The greatest danger of readmission applied to patients with hemorrhagic stroke, a more serious form caused by a bleeding vessel in the brain, which carried a 13.7 percent likelihood. By contrast, patients with ischemic stroke, caused by a blocked vessel, faced a 12.4 percent risk.

Patients with more severe stroke tended to be transferred to academic hospitals, which showed steady readmissions rates regardless of the number of stroke cases that were admitted — suggesting better care. Patients at nonacademic hospitals seem more prone to stroke recurrence, and associated conditions like septicemia.

Non-teaching hospital stroke patients accounted for 46.4 percent of all patients, and the disparity between readmission rates compared to teaching hospitals widened as the number of stroke patients treated at the nonteaching hospitals grew.
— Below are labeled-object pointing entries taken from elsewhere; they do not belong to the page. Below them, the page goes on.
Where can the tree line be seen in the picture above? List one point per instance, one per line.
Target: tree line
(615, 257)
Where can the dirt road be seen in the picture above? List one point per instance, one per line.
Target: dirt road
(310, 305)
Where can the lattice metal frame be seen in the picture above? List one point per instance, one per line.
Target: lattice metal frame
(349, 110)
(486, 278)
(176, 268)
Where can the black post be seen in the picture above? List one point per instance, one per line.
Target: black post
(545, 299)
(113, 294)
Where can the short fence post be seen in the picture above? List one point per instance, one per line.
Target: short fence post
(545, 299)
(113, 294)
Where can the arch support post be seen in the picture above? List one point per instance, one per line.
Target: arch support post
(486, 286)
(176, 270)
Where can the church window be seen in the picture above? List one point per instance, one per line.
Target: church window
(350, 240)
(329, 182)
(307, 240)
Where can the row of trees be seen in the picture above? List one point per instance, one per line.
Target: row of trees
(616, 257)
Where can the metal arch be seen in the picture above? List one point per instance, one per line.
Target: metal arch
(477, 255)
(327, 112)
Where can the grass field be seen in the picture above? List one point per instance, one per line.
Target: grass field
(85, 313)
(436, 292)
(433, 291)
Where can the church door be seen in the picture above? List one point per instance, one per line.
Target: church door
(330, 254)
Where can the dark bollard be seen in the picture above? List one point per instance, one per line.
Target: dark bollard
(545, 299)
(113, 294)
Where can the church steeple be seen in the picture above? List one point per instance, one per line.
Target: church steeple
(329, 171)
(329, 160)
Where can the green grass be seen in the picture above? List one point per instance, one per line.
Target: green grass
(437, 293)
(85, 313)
The difference became statistically significant when hospitals discharged 300 stroke patients per year. At 500 patients, the increased risk of readmission was 1 percent — which doesn’t sound like much, but represents millions of patients.

Greater adherence to quality-of-care metrics, use of telestroke technology and organization of care delivery, as well as having adjoining outpatient clinics, were among the features common at teaching hospitals, which could give these centers a competitive edge in patient care, the researchers wrote.

Because of that, the research highlights useful information which individual hospitals can use to identify issues and take measures to prevent secondary complications of stroke.